How To Move Forward? Can The TS Contribute Anything In A Troubled World?

Halldór Haraldsson – Iceland

Halldór is the General Secretary of the TS in Iceland. He lives in a suburb of the capital Reykjavik called Kopavogur, which literally means Baby Seal Bay.

It is obvious to all that in the world today a very difficult situation has arisen that constitutes a strange challenge to every one of us. On the one hand we have greed (the financial crisis) and on the other fundamental fanaticism. Facing this situation one wonders if the Theosophical Society (TS) has anything to contribute.

We see the positive reaction of people around the world to the Dalai Lama’s simple message in which he expresses respect to all religious traditions. His views seem new to them, but are very familiar to us. Perhaps we should take a fresh look at the principles of the TS. Let’s consider the following points:

1. The structure of this society is special. In the TS the members do not always belong to the same spiritual tradition, as is usual in most organizations, so they have the opportunity to show how people with different spiritual or philosophical backgrounds can work together in peace and harmony.

2. The TS movement became international right from the beginning. Long before the United Nations, the TS proclaims in its first object to “form a nucleus of the universal brotherhood of humanity without distinction of race, creed, sex, caste or colour”. These were very radical words at that time.

3. The TS is not a sect. The motto of the TS, “There is no religion higher than truth,” makes that very clear. It was bold in the 19th century and still is. Let us refresh our memory of the twofold definition of Theosophy: the absolute and the relative. The absolute: a conceivable truth about the world and reality; the relative: theories as attempts to approach this truth. We study various religious traditions and philosophies; we may follow any one of them, but at the same time pay full respect to those who follow different paths. Very relevant in the world today.

4. We emphasize freedom of thought. Although we attract attention to the ancient, ageless wisdom, we don’t proclaim any doctrines. We emphasize open-mindedness and a tolerant attitude. As H. S. Olcott said so well in his inaugural speech at the foundation of the TS in New York in 1875: “We seek, inquire, reject nothing without cause, accept nothing without proof: we are students, not teachers.”

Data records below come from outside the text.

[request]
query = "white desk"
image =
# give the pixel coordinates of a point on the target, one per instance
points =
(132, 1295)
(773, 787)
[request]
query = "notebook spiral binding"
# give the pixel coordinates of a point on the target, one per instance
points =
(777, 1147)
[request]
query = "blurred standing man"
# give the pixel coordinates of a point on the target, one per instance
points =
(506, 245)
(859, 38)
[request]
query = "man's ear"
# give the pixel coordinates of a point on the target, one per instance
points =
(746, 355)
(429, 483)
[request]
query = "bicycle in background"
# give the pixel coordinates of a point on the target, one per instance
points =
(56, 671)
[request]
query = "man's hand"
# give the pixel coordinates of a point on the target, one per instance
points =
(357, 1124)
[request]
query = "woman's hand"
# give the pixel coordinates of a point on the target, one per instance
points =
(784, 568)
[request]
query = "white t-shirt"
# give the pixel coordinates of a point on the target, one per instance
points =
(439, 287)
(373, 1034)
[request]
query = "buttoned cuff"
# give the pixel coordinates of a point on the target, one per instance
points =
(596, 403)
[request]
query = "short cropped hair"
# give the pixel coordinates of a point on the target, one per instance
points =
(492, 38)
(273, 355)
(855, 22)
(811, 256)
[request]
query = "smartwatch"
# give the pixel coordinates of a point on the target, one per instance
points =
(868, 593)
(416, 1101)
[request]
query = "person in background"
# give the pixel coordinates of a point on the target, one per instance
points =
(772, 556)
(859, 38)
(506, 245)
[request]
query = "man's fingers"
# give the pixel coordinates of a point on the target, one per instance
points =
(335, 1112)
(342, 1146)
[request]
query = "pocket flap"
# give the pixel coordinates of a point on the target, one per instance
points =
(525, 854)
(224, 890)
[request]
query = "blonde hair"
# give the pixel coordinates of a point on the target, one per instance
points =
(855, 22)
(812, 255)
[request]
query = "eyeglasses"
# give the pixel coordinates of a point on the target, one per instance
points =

5. It is important for us to know of certain tendencies in the history of the TS, e.g. when charismatic personalities have attracted members to themselves, then left the Society and formed their own organizations. There have also been periods inside the TS when there were tendencies towards a sectarian way of thinking. George Santayana said once: “Those who cannot remember the past are condemned to repeat it.”

6. Besides learning from the past it is also of great importance to follow what is happening today. There are now many fine authors outside the TS with fresh writings sympathetic to the objects of the society, new developments in science etc. Obtaining their writings or lectures could be a welcome stimulant.

7. Forming a nucleus of the universal brotherhood of humanity etc. also has a deeper meaning: namely a psychological transformation of the individual. By practising meditation we may be able to start a spiritual morphic resonance which could benefit the world more than any material help.